Lunch
Chicken Caesar Lettuce Cups
Upgrade your work lunch with these tasty Caesar salad lettuce cups. This Caesar salad recipe gets a healthy makeover, thanks to homemade dressing made with Greek yogurt.
Ingredients:
- 4 ounces sourdough bread, cut into 1/2-in. pieces (about 2 1/2 cups)
- 2 tablespoons neutral oil, such as canola or avocado
- ¼ cup 2% reduced-fat plain greek yogurt
- 2 tablespoons water
- 3 tablespoons mayonnaise
- ¼ cup finely shredded parmesan cheese
- 1 teaspoon dijon mustard
- ½ teaspoon kosher salt
- ½ teaspoon black pepper
- 2 romaine lettuce hearts (about 8 oz. each)

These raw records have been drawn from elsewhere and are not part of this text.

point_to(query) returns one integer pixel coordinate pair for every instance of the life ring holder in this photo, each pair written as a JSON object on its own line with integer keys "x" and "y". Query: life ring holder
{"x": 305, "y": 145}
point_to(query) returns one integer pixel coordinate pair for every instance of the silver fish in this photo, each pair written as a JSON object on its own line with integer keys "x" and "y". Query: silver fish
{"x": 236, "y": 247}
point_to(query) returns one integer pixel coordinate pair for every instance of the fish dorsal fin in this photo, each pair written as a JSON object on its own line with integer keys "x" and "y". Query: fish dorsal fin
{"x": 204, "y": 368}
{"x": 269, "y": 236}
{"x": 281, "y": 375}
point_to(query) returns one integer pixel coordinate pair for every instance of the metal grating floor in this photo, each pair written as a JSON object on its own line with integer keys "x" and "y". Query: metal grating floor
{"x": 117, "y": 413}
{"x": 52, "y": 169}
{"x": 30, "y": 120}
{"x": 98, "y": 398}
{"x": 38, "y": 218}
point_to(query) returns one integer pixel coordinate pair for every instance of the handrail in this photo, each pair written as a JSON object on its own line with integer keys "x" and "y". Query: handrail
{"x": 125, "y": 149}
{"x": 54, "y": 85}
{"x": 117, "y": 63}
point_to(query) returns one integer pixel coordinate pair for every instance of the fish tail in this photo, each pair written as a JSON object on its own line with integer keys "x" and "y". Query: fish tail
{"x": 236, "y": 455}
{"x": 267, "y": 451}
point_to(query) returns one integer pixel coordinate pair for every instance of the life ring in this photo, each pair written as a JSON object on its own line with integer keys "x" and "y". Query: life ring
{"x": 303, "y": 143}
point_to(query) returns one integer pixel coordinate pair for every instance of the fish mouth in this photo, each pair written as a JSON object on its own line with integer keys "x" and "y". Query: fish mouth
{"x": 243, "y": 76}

- 2 cups chilled, chopped roasted chicken breast (about 6 oz.)
Directions:
- Preheat oven to 400 degrees F. Toss together bread and oil in a large bowl; spread in a single layer on a rimmed baking sheet. Bake in preheated oven until golden brown and toasted, about 10 minutes, stirring once halfway through cooking. Set aside to cool.
- While bread toasts, whisk together yogurt, water, mayonnaise, Parmesan, mustard, salt, and pepper in a large bowl. Cut 5 inches from the top of each romaine lettuce heart; set aside 8 of the largest leaf tops for lettuce cups. (Save remaining leaves for another use or discard.) Chop bottom section of each romaine lettuce heart into bite-size pieces. Add chopped lettuce, chicken, and cooled bread to bowl with dressing; toss to coat. Divide evenly among 8 reserved lettuce cups.